Activation of the receptor on Cl channel protein by agonist opens the channel and Cl- ions enter the cell causing hyperpolarisation (inhibits depolarisation).
In addition to the GABA binding site, the GABAA receptor complex appears to have distinct binding sites for benzodiazepines, barbiturates (anxiolytic/hypnotic/anticonvulsants agents), ethanol, inhaled anaesthetics, etc.
Glutamate
An excitatory amino acid transmitter in the CNS, acting on NMDA receptors.
Causes opening of channels permeable to Na+/K+/Ca2+ in the membrane.
Leads to fast synaptic transmission as a result of fast depolarisation.
Type 2- G-protein coupled receptors (GPCRs) or metabotropic receptors or 7 transmembrane receptors
The receptor couples to G-protein leads to a response.
The largest family including receptors for many hormones and slow transmitters, eg. Muscarinic acetylcholine receptors (mAChR), adrenergic receptors, and chemokine receptors.
Response takes sec to mins to hours
G protein-coupled receptors (GPCRs) are the largest class of membrane proteins in the human genome.

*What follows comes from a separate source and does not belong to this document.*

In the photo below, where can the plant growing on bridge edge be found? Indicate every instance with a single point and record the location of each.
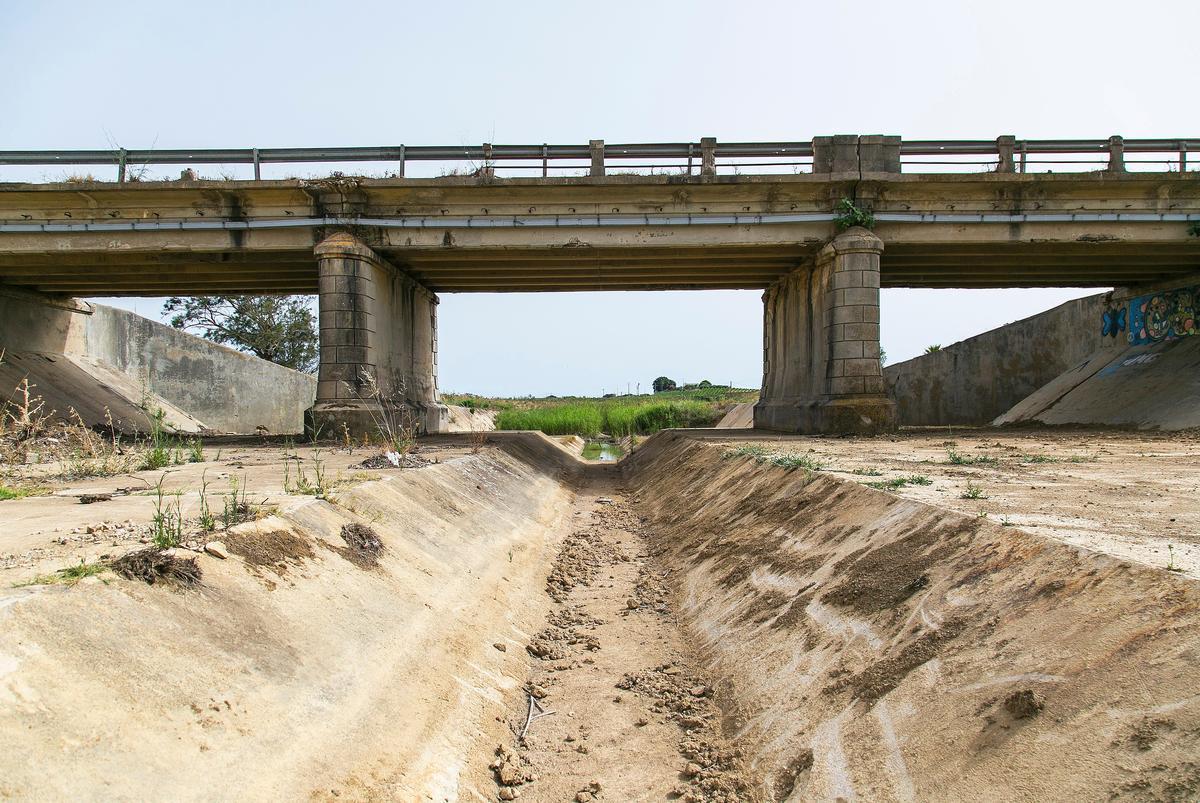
(849, 215)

The term “7TM receptor” is commonly used interchangeably with “GPCR”, although there are some receptors with seven transmembrane domains that do not signal through G proteins.
Typical metabotropic receptor
7 alpha helices in the protein structure create a large transmembrane protein.
This is a neuropeptide Y receptor, but the classical example (a ß[beta] adrenoceptor for NAdr) has the same structure.
The receptor is coupled to G-proteins (see later).
type 2
The G-protein consists of three subunits (α, β, γ), which are anchored to the membrane through attached lipid residues.
Coupling of the α subunit to an agonist-occupied receptor causes the bound GDP to exchange with intracellular GTP;
The α-GTP complex then dissociates from the receptor and from the βγ complex, and interacts with a target protein (target 1, which may be an enzyme, such as adenylate cyclase, or an ion channel).
The βγ complex may also activate a target protein (target 2).
The GTPase activity of the α subunit is increased when the target protein is bound, leading to hydrolysis of the bound GTP to GDP, whereupon the α subunit reunites with βγ.